Les collectifs présentent rarement des textes de calibre constant. On ne leur en veut pas pour autant ; organisés autour d’un thème sur lequel ils projettent une variété d’éclairages, ils rachètent par un texte génial les lacunes de certaines contributions ou donnent la parole à des auteurs qui n’en sont pas encore à séduire des auditoires différenciés. Le collectif auquel on doit L’aurore ne mérite guère ces diverses circonstances atténuantes : ni thème rassembleur, ni présentation éclairante des auteurs, ni maintien de la rédaction à un palier raisonnablement respectable. C’est dommage, car certaines signatures justifient déjà de grands espoirs et des audaces percent qui promettent une relève littéraire de grand intérêt. Je pense ici à « Copie conforme », à « Ce que je cherche », à « Mater obscura ». D’autres textes, en revanche, s’engluent, comme trop de romans d’aujourd’hui, dans un érotisme de pacotille dont on espère voir bientôt la disparition ou dans un délire dont l’auteur est le seul à jouir.
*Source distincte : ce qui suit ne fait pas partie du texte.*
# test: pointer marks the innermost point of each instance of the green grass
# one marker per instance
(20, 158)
L’éditeur, dont je ne sais rien, porte sa part de responsabilité dans ce résultat au mieux mitigé. Il ne sait visiblement pas où et quand la barre d’espacement doit intervenir. Que survienne un point, une virgule, un point-virgule, un deux-points, la phrase ne respire pas davantage dans un cas comme dans l’autre. Le vocabulaire, de toute évidence, n’a fait l’objet d’aucune révision. Ainsi, ce verbe déporté loin de son sens : « Se ciselant un passage jusqu’à mon cœur ». Ou encore, ceci : « Morcelé par mille pensées autres que celles d’arrêter ».
Je m’en voudrais si cette apparente sévérité éteignait en qui que ce soit le goût d’écrire. Le potentiel est là. Il s’agit d’y ajouter un travail sérieux.